In case you rarely leave your sharpening settings at default values – and I can understand you if that is indeed the case – you might wonder what effect more prominent sharpening might have. After all, sharpening did bring out and emphasize the paint-like effect more than anything else in the past. Well, take a look at the following 100% crops (click to enlarge). The crop on the left is of an image converted with the X-E2. All the settings were as described previously save for Sharpeness, which was now set to HARD. The crop on the right is of an image converted with Lightroom 5.6 using, again, the exact same camera profile and default settings, save for sharpening (Amount: 60; Radius: 1,4; Detail: 30).
Lightroom handled these more aggressive sharpening settings admirably and, dare I say, even better than X-E2 itself. Adobe’s software might have left the background slightly busier chiefly because no Masking was applied, and because the radius seems to be smaller than that applied by Fujifilm’s conversion engine. But it can be fixed if necessary. On the other hand, Fujifilm-produced JPEG lacks the finest of detail and even produces a bright halo around high-contrast edges because of that same radius.
I’d go ahead and say “nice work, Adobe” at this point, but here’s a hunch. Somehow, I got the feeling Lightroom might not do as well with a different sort of texture. Care to look at some bricks? All the settings are as described for the previous sample:
You will instantly notice the Lightroom version to be sharper. But… it’s also less natural-looking. There it is, the paint-like effect. I managed to provoke it a little bit. Should you worry? No. The solution is actually very simply – don’t shoot brick walls! On a more serious note, I noticed the effect to get more prominent if you use the lowest of radius values – those below 1 – and only with very specific textures.

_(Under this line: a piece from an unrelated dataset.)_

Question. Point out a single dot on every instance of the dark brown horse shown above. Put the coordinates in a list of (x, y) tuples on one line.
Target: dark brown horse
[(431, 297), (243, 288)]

Basically, the issue is still there, lurking. Or maybe it’s a characteristic? Whichever you prefer, one thing is clear – instead of being this huge ugly pile of trash in the corner of a beautiful white room, it is now merely a drop of coffee someone spilled on the floor. It’s small and only noticeable if you happen to stand right next to it and look down. It is also easy to clean. I trust Adobe to do so, perhaps discreetly, without anyone noticing. At the same time I hope they do it quickly – it’s not nice, spilling coffee on the floor. Someone might think you’re careless.
Is It Affected by More Extensive Post-Processing?
You might find the post-processing of these image samples to be quite… conservative. And it is. In case you are wondering whether the paint-like effect gets more prominent with more aggressive editing, I can only say this – not from what I’ve encountered. I did my usual post-processing on some of these very same images in Lightroom and they turned out great. In fact, the crop on the left side of this paragraph is taken from a B&W conversion of one of the images showed earlier (you can see it at the end of this article). And, important or not, it looks good at pixel level to my eyes.
Now, it is certainly a little different to what I am used to seeing from my Nikon D700. Makes sense, since the camera is very different, and the technology used, too. But it is not bad different. Or good different, for that matter. Just different and in no way an issue for me.
Lightroom has come a long way. It’s not perfect at rendering X-Trans RAW files, but, in my opinion, it is certainly capable to such an extent where post-processing potential should no longer be a factor when choosing Fujifilm as a system. And that is a good thing, too. Fujifilm was brave to launch new sensor technology, to innovate the way they did. It could have backfired, and the way X-Trans RAW files were handled could have very much been the reason for it. But it isn’t. And because of it, we, the users, are left with more important factors to help us decide which tool to acquire for our art and craft. Now, you either like the system or you don’t, and the same goes for Lightroom. Post-processing capability, at least in this specific case, is no longer an issue.